A major theme at the 2013 Americas Altair Technology Conference was the growth of the need for using simulation and optimization tools during product design. James Dagg, senior vice president of design/analytics technologies, gave a talk on Altair's software vision describing these trends. Separate presentations by automotive and aerospace leaders reinforced this message during the conference, held in Garden Grove, Calif., October 1 to 3.
Both the products that engineers design, and the design and development process for manufacturing those products, are changing, said Dagg. Optimization is influencing the esthetics as well as the structure of products, which can be seen in the design of robotics and aerospace components, as well as more typical examples such as cars. Consumers are also expecting a much better user experience from all products, due mostly to the success of Apple's products. "Apple changed our expectations of all products, not just electronics," he said. In cars, every aspect of a vehicle is now engineered, which requires a lot of simulation. Safety and simplicity are now more important. So is sustainability. All of these constraints require simulation and optimization, so engineering is becoming extremely complex.
In the design process, the use of optimization can help develop the concept of a product and inspire entirely new products, by showing what is and isn't possible, and the best shapes or other features. Product design can be evolved by using modeling and rendering tools, which come originally from the world of industrial design. Altair's open architecture HyperWorks CAE simulation suite includes applications for modeling, visualization, analysis, and optimization. The company expects to introduce a new product for system modeling soon, Dagg said.
Simulation and optimization tools are becoming extremely sophisticated. Some of Altair's partners' products can show such fine detail that they let design engineers look at crack propagation in composite materials, Dagg said. Or they can be used to evaluate the best ply angles for a specific composite structure.

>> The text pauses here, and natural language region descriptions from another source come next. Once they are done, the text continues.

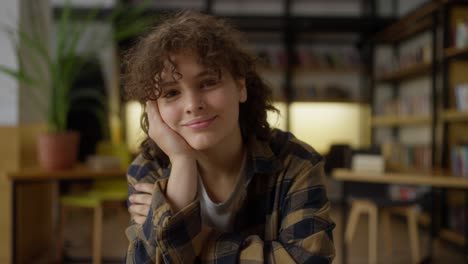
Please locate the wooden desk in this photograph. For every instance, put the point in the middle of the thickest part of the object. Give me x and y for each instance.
(434, 180)
(35, 208)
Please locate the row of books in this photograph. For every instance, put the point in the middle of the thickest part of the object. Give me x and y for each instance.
(317, 92)
(460, 160)
(312, 60)
(457, 218)
(405, 106)
(461, 97)
(406, 156)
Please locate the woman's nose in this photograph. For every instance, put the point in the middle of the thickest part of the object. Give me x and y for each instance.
(194, 103)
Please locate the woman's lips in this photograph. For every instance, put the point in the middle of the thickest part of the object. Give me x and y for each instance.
(199, 124)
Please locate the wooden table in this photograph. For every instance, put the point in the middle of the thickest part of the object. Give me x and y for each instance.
(434, 180)
(35, 208)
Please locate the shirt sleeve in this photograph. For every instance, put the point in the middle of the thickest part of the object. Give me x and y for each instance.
(304, 236)
(165, 237)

The growth of additive manufacturing, or 3D printing, is timely, since it combines well with the increase in optimization, said Dagg. This is because 3D printing and additive manufacturing are often used to create designs with complex shapes that can't be manufactured by traditional subtractive processes. "The two technologies were made for each other," he said. Altair is talking to all the major 3D printing companies and working on using optimization to use even less material than the processes do now. In an interview after his presentation, though, he told Design News that Altair has no current plans for specific software products related to 3D printing.
In order to show all this detail and cope with all of these constraints, the number of structural elements is growing rapidly, and this increasing complexity is getting tough to model, Dagg said in his talk. The cloud will definitely help. It will also change the design experience. Altair's suite of cloud tools include different methods for using the HyperWorks suite via the cloud. Licensed users can run models too big for their own servers on Altair's machines via HyperWorks on Demand. Other options include running the suite through the user's browser, or managing various projects run on Altair's servers through the browser. Finally, a completely turnkey option is HyperWorks Unlimited. This private cloud appliance combines fully configured hardware and software, and became available globally on October 1.